2 Plate Bench, 3 Plate Squat, and 4 Plate Deadlift by 2019

Mad agreed. I remember seeing in an FAQ by Jim when I first started 5/3/1 where he was saying something like “If you can do x weight for 2 now, and you can do it for 3 a few weeks later, you got stronger”.

Personally, when I did 5/3/1, I would push my last set for as many reps as possible to “earn” a joker set, where I’d go up in weight. Not sure if I did this right, but I progressed in weight fast and enjoyed it. For example: On my 5s day, I’d push for 7 on my last set. Then I’d “earn” my next set, add 5lbs and go for 5. If I did this on a 3s day, I’d push for 5 on my last to “earn” my joker set, and then I’d add 5lbs and go for 3.

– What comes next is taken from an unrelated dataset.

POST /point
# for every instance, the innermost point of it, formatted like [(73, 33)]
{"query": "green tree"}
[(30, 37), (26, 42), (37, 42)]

Sometimes, I could rep out enough weight to exceed my old calculated 1RM, which I would then use 90% of for my training max. In this example, let’s say I started with a max of 225, but I did 210x3. 210x3 is a 1RM value of 231. I’d use 90% of 231 as my training max.

lol

Look into a few variations and see what you like. There are plenty of them for free here on T-Nation. Pick one and run it for 2-3 months and see how it goes - One 2-3 month trial is about 3-4 cycles of 5/3/1, so you get to do your singles at least 3-4 times.

One of my favorites is:

I personally started this when I got serious into lifting. I was a cardio-centric and “functional” fitness commercial gym trainer before this. Basically the skinny guy who foam-rolled all the time


I went from half-repping 205 on bench to repping it out full range of motion for 5’s in a few months. Went from struggling with 245 for 5s to regularly doing 275 with ease.

I also enjoyed a 5/3/1 for Powerlifting Meet program that I saw somewhere else. It was kinda tough and I had to to do 2 a days to split up the workout - 5/3/1 sets in the afternoon, eat, go to class, then the heavy triples in the evening.